Alphabet jumped 8.3% to hit an intraday record
high after a Washington judge ruled late on Tuesday Google will
not have to sell its Chrome browser, but will have to share data
with rivals.
Apple ( AAPL ) also gained 8.4% as the ruling also allowed
Google to keep making lucrative payments to the iPhone maker.
"It's helping tech stocks in general... we are not seeing
the injection of tremendous confusion if Alphabet were required
to sell off its browser or make some changes with its
arrangement with Apple ( AAPL )," said Sam Stovall, chief investment
officer at CFRA Research.
"That's allowing investors to breathe a sigh of relief."
The communication services index gained 3.3% to
hit a record high, and tech stocks gained 0.6%.
Strengthening bets of an imminent interest-rate cut, a
Labor Department report showed job openings fell to 7.181
million in July, compared with 7.37 million estimated by
economists polled by Reuters.
Traders are now pricing in a 95.6% chance of a September
rate cut, per CME Group's FedWatch tool, compared with nearly
92% before the data.
This is the first in a series of jobs indicators expected
this week that will culminate in Friday's highly anticipated
nonfarm payrolls numbers.
Energy stocks fell 2%, tracking lower oil prices.

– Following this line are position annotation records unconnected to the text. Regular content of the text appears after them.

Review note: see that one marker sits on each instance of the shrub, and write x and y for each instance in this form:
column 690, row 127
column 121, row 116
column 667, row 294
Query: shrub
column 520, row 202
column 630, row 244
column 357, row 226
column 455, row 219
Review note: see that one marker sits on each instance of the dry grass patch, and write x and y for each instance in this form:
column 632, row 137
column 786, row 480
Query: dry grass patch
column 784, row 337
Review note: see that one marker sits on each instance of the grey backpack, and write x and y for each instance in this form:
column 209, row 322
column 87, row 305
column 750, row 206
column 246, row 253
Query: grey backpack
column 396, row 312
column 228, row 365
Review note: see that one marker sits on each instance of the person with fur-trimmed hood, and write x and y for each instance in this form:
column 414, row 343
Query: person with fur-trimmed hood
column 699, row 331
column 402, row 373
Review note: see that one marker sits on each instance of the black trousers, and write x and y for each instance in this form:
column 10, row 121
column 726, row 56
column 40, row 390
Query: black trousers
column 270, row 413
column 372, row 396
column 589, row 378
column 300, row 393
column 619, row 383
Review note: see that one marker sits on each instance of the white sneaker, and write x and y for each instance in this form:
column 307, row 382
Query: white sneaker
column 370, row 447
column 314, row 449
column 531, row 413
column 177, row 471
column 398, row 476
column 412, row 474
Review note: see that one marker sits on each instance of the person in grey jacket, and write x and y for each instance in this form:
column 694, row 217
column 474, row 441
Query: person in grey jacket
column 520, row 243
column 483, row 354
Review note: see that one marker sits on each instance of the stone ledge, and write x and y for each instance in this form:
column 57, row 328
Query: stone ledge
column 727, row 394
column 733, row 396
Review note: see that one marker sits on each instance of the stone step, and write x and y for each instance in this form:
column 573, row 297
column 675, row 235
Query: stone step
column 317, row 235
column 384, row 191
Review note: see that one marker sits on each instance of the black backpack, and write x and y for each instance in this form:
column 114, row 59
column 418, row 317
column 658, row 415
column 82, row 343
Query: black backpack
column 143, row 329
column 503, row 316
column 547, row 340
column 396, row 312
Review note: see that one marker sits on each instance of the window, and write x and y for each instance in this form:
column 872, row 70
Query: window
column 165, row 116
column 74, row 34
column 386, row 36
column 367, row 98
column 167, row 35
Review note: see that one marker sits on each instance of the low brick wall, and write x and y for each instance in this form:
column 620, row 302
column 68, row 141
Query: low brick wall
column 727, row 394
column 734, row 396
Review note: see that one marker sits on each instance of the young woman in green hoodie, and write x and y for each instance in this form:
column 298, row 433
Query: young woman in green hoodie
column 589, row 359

The prospect of cheaper fuel boosted the passenger airlines
index up 1.7%.
At 10:06 a.m. ET, the Dow Jones Industrial Average
fell 203.83 points, or 0.45%, to 45,091.98, the S&P 500
gained 21.34 points, or 0.33%, to 6,436.88 and the Nasdaq
Composite gained 208.40 points, or 0.98%, to 21,488.03.
Declines in industrial stocks weighed on the Dow.
Wall Street closed sharply lower on Tuesday, after a court
ruling last week deemed most of U.S. President Donald Trump's
tariffs illegal, reviving some fiscal concerns and sparking a
sell-off in U.S. Treasuries.
Yields on the 30-year note touched 5% on
Wednesday for the first time since July 18, and was last at
4.912%.
September has been historically dour for U.S. equities,
with the index losing 1.5% in the month on average since the
turn of the century, according to data compiled by LSEG.
HSBC raised its 2025 year-end target for the S&P 500 to
6,500 from 6,400.
Department store operator Macy's soared 19.5% after
raising its annual forecasts, but discount retailer Dollar Tree
dropped 8.3% despite a forecast hike, becoming the
biggest decliner on the S&P 500.
St. Louis Fed President Alberto Musalem said monetary policy
is in the right place, without clarifying whether he supports an
interest rate cut this month. Governor Christopher Waller
repeated his rate-cut call.
The Fed's Neel Kashkari is also scheduled to deliver a
speech on the day.
Advancing issues outnumbered decliners by a 1.21-to-1 ratio
on the NYSE and by a 1.3-to-1 ratio on the Nasdaq.
The S&P 500 posted 14 new 52-week highs and 3 new lows while
the Nasdaq Composite recorded 58 new highs and 50 new lows.